Today, guests observed examples of the work that is now delivered within the fully restored property, including workshops that help improve the digital skills of local people, free community health checks for men and women over the age of 40, employment support for people with disabilities and sports leadership courses for young people who are training to be football coaches.
Since its launch in 2007, Tottenham Hotspur Foundation has created over three million opportunities for local people. Its innovative programmes aim to increase participation in physical activity, promote health and wellbeing, provide educational and employment opportunities for local people and contribute to community cohesion.
The restoration of Percy House forms part of Tottenham Hotspur’s wider stadium development scheme, acknowledged as the catalyst for the regeneration of North Tottenham – creating a new sports, leisure and entertainment destination for London. Once complete, the stadium development scheme will have created 3,500 new jobs and pump £293 million into the local economy each year – almost double the impact of our previous stadium.
Daniel Levy, Chairman, Tottenham Hotspur Football Club, said: “More than a decade ago, we created the Tottenham Hotspur Foundation with a vision of truly making a difference for people living within our local community.

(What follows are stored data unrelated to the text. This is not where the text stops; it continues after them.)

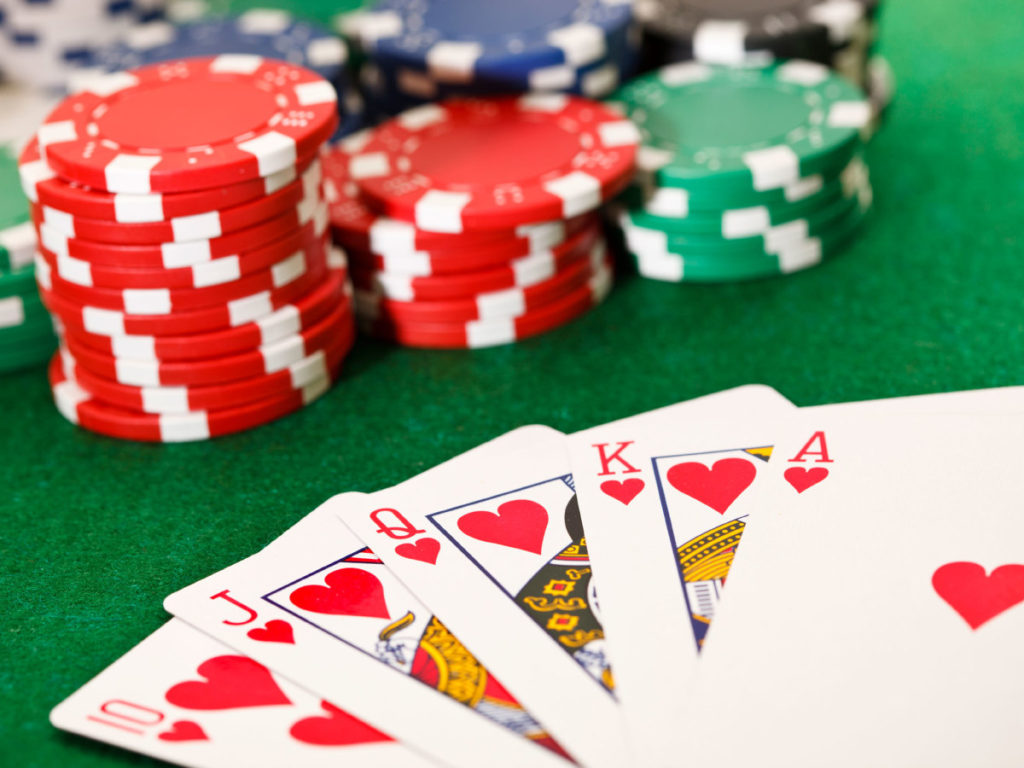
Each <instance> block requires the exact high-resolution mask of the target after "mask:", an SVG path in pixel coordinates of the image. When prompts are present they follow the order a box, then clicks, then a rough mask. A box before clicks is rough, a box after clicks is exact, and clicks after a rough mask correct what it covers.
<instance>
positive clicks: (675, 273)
mask: <svg viewBox="0 0 1024 768" xmlns="http://www.w3.org/2000/svg"><path fill="white" fill-rule="evenodd" d="M613 101H614V102H615V103H617V104H620V105H621V108H622V109H623V110H624V112H625V114H627V115H628V116H630V117H631V118H632V119H634V120H635V121H636V123H637V125H638V127H639V129H640V131H641V133H642V136H643V138H642V142H643V145H642V147H641V150H640V153H639V162H638V164H639V166H640V168H641V172H640V173H639V174H638V178H637V181H636V182H635V183H634V184H633V185H632V186H631V188H630V189H629V190H628V191H627V193H626V194H625V195H624V196H623V198H622V200H621V201H620V203H618V210H617V212H616V214H615V218H616V222H617V224H618V226H620V228H621V230H622V234H623V240H624V245H625V247H626V250H627V251H628V252H629V253H630V254H631V255H632V256H633V258H634V260H635V262H636V264H637V268H638V271H639V272H640V273H641V275H643V276H649V278H653V279H658V280H667V281H672V282H723V281H730V280H751V279H754V278H763V276H769V275H774V274H786V273H790V272H794V271H798V270H800V269H803V268H807V267H810V266H813V265H815V264H817V263H819V262H820V261H822V259H823V258H825V257H828V256H831V255H834V254H836V253H838V252H840V251H841V250H842V249H843V248H844V247H845V246H846V245H847V244H849V243H850V242H852V240H853V239H854V236H855V232H856V230H857V229H858V228H859V226H860V224H861V222H862V221H863V219H864V216H863V212H864V211H866V210H867V209H868V208H869V206H870V199H871V190H870V184H869V181H868V176H869V173H868V168H867V165H866V163H865V161H864V155H863V152H862V147H863V143H864V140H865V139H866V137H867V135H868V133H869V129H870V127H871V123H872V110H871V109H870V106H869V105H868V100H867V98H866V97H865V95H864V93H863V92H862V91H860V90H858V89H857V88H855V87H854V86H853V85H851V84H850V83H849V82H847V81H846V80H844V79H843V78H841V77H840V76H839V75H837V74H836V73H833V72H831V71H829V70H828V69H827V68H826V67H824V66H822V65H820V63H816V62H812V61H804V60H788V61H785V62H780V63H776V62H772V63H768V65H764V66H756V65H749V66H745V67H742V68H730V67H723V66H717V65H708V63H702V62H696V61H686V62H682V63H674V65H670V66H668V67H665V68H663V69H662V70H658V71H656V72H653V73H650V74H648V75H645V76H643V77H641V78H638V79H636V80H634V81H633V82H632V83H630V84H628V85H627V86H625V87H624V88H623V89H621V90H620V91H618V92H617V93H616V94H615V95H614V96H613ZM754 114H756V115H757V116H758V117H757V119H756V120H752V119H750V116H751V115H754ZM744 116H745V117H744Z"/></svg>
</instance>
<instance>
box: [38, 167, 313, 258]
mask: <svg viewBox="0 0 1024 768" xmlns="http://www.w3.org/2000/svg"><path fill="white" fill-rule="evenodd" d="M319 185H321V166H319V163H313V164H312V165H311V166H310V167H309V168H308V169H307V170H306V171H305V173H303V174H302V176H301V177H300V178H298V179H296V180H295V181H293V182H291V183H290V184H288V185H286V186H284V187H282V188H281V189H279V190H276V191H274V193H272V194H271V195H268V196H265V197H263V198H260V199H257V200H254V201H252V202H251V203H246V204H243V205H240V206H236V207H232V208H225V209H223V210H220V211H211V212H209V213H203V214H198V215H193V216H179V217H175V218H171V219H169V220H167V221H159V222H146V223H128V222H122V221H104V220H103V219H93V218H87V217H83V216H77V215H76V214H74V213H73V212H69V211H63V210H60V209H57V208H54V207H51V206H39V207H38V208H37V209H35V210H38V212H39V215H40V217H41V219H42V224H43V225H44V226H47V227H50V228H52V229H54V230H55V231H58V232H60V233H61V234H63V236H65V237H68V238H81V239H82V240H90V241H99V242H102V243H112V244H125V245H144V244H151V243H181V242H188V241H197V240H211V239H215V238H220V237H223V236H224V234H227V233H228V232H233V231H237V230H239V229H245V228H248V227H252V226H256V225H258V224H259V223H260V222H261V221H265V220H267V219H271V218H274V217H276V216H280V215H283V214H285V213H287V212H288V211H289V210H294V209H296V208H297V207H298V206H299V204H300V203H301V202H302V201H303V200H306V201H315V200H317V199H318V197H319ZM307 205H308V204H307Z"/></svg>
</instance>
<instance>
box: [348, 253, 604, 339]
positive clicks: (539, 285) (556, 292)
mask: <svg viewBox="0 0 1024 768" xmlns="http://www.w3.org/2000/svg"><path fill="white" fill-rule="evenodd" d="M594 255H595V259H594V260H592V261H591V262H586V261H579V262H575V263H573V264H571V265H570V266H568V267H566V268H565V269H563V270H561V271H559V272H558V273H557V274H555V275H554V276H553V278H551V279H549V280H546V281H543V282H542V283H538V284H536V285H534V286H530V287H529V288H508V289H506V290H504V291H495V292H492V293H484V294H480V295H479V296H476V297H475V298H473V299H458V300H453V301H390V300H388V299H383V298H380V297H379V296H374V295H370V294H366V293H359V294H356V296H355V306H356V310H357V311H358V312H359V315H360V316H361V317H364V318H373V319H375V321H377V319H381V321H385V322H387V321H393V322H394V323H396V324H402V323H411V324H414V325H415V324H426V325H430V324H447V323H469V322H471V321H487V319H503V318H508V317H517V316H519V315H521V314H527V313H529V312H531V311H535V310H537V309H539V308H540V307H542V306H544V305H546V304H550V303H551V302H553V301H557V300H558V299H559V298H562V297H563V296H565V295H566V294H569V293H571V292H572V291H574V290H575V289H578V288H580V286H582V285H583V284H585V283H586V282H587V281H588V280H590V279H591V278H592V276H593V275H594V274H595V273H596V272H598V271H600V269H601V268H603V265H604V264H605V263H606V256H605V253H604V249H603V248H595V250H594Z"/></svg>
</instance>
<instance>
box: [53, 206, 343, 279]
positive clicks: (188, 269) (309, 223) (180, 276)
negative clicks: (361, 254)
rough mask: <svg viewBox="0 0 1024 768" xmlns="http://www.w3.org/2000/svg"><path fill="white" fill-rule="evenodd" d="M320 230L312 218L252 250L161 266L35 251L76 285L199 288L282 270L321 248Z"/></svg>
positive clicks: (317, 225) (323, 250) (321, 246)
mask: <svg viewBox="0 0 1024 768" xmlns="http://www.w3.org/2000/svg"><path fill="white" fill-rule="evenodd" d="M325 236H326V231H325V227H324V226H323V225H322V223H321V222H319V221H318V220H314V221H310V222H307V223H306V224H304V225H303V226H302V227H301V228H300V229H296V230H294V231H293V232H292V233H291V234H288V236H286V237H284V238H282V239H280V240H276V241H273V242H272V243H270V244H268V245H266V246H264V247H263V248H257V249H256V250H254V251H246V252H245V253H241V254H239V255H232V256H223V257H219V258H215V259H211V260H210V261H206V262H203V263H201V264H195V265H190V266H181V267H169V268H165V269H158V268H148V269H147V268H131V267H121V266H111V265H110V264H96V263H93V262H89V261H83V260H81V259H76V258H73V257H71V256H68V255H57V254H55V253H53V252H51V251H49V250H47V249H46V248H45V247H40V250H39V253H40V255H41V257H42V258H43V259H44V260H45V261H46V262H47V265H48V268H49V269H51V270H56V273H57V275H58V276H59V278H60V279H61V280H66V281H67V282H69V283H74V284H76V285H80V286H85V287H89V288H102V289H114V290H162V289H189V288H191V289H199V288H210V287H212V286H218V285H224V284H232V283H238V282H239V281H241V280H242V279H243V278H248V276H249V275H252V274H254V273H256V272H261V271H264V270H267V269H271V270H273V269H278V270H283V269H284V268H285V267H284V266H280V267H279V266H276V265H279V264H281V265H285V264H287V263H288V260H289V259H296V260H299V259H300V257H301V254H307V255H312V254H323V253H326V252H327V245H326V243H325Z"/></svg>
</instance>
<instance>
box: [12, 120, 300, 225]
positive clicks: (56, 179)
mask: <svg viewBox="0 0 1024 768" xmlns="http://www.w3.org/2000/svg"><path fill="white" fill-rule="evenodd" d="M315 158H316V155H315V154H312V155H310V156H309V157H306V158H303V159H301V160H300V161H299V163H298V164H297V165H296V166H293V167H289V168H285V169H283V170H281V171H278V172H276V173H272V174H270V175H269V176H266V177H264V178H256V179H251V180H249V181H242V182H240V183H237V184H225V185H223V186H215V187H212V188H210V189H199V190H196V191H187V193H177V194H170V195H162V194H160V193H150V194H145V195H127V194H113V193H109V191H103V190H98V189H91V188H89V187H88V186H84V185H83V184H78V183H75V182H73V181H67V180H66V179H62V178H60V177H59V176H57V175H56V173H55V172H54V171H53V169H52V168H50V167H49V165H48V164H47V163H46V161H45V160H43V158H42V155H40V153H39V141H38V140H37V139H35V138H34V139H32V141H30V142H29V143H28V145H26V147H25V150H23V151H22V155H20V158H19V159H18V171H19V172H20V176H22V188H23V189H24V190H25V195H26V197H27V198H28V199H29V200H30V201H32V202H33V203H36V204H37V205H41V206H49V207H50V208H55V209H56V210H58V211H66V212H68V213H71V214H74V215H76V216H84V217H85V218H91V219H99V220H102V221H117V222H122V223H126V224H133V223H146V222H160V221H170V220H171V219H175V218H180V217H184V216H197V215H200V214H208V213H210V212H212V211H221V210H224V209H226V208H234V207H237V206H242V205H245V204H247V203H252V202H254V201H257V200H260V199H261V198H266V197H268V196H271V195H273V194H274V193H276V191H279V190H280V189H283V188H284V187H286V186H288V185H289V184H291V183H292V182H293V181H295V180H296V179H297V178H298V177H299V176H300V175H301V174H302V173H304V172H305V171H306V169H307V168H308V167H309V165H310V164H311V163H312V161H313V160H314V159H315Z"/></svg>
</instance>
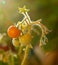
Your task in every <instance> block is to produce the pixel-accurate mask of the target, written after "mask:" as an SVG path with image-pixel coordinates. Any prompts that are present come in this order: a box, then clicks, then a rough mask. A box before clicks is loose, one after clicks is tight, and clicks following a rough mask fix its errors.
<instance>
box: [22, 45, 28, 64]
mask: <svg viewBox="0 0 58 65" xmlns="http://www.w3.org/2000/svg"><path fill="white" fill-rule="evenodd" d="M28 53H29V46H28V45H27V46H26V50H25V54H24V58H23V61H22V63H21V65H26V62H27V59H28Z"/></svg>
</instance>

It is fitting, therefore, that our Foundation now has a home at the heart of the community that it serves following the full restoration and renovation of one of Tottenham High Road’s iconic historic buildings – one with close historic links to the Club itself.”
Sarah Ebanja, Chief Executive, Tottenham Hotspur Foundation, said: “Tottenham Hotspur Foundation uses the power of football and the Tottenham Hotspur brand to engage hard to reach people and tackle the social-economic issues within the Club’s local community. Restoring Percy House has meant our staff now have a space to give hands on support and mentoring to local people in a safe place within their neighbourhood. This is our home, our engine room and our door is always open to those who need us most.”
George Percy, Earl Percy, said: “It’s a huge honour for me to share my name and part of my family history with this building, and in some small measure be associated with Tottenham Hotspur Foundation and the fantastic work they do.”
Blondel Cluff, Chair of the Heritage Lottery Fund London Committee, said: “Percy House has been saved from dereliction and given a new purpose as a space for Tottenham Hotspur Foundation to continue its charitable work, a space for people to learn and gain new skills. In a time of regeneration within Haringey, it’s fantastic that part of its heritage can remain at the heart of its future, thanks to National Lottery players.”
Joseph Ejiofor, Leader of Haringey Council, said: “The Tottenham Hotspur Foundation offers a brilliant boost in the community and we are pleased to be able to support their work making a difference in Haringey. This relationship will continue as we work together to ensure residents are at the centre of everything we do here in Tottenham. Percy House is a beautiful building and has been fantastically restored – it is a great setting for the good work that will be done in the community.”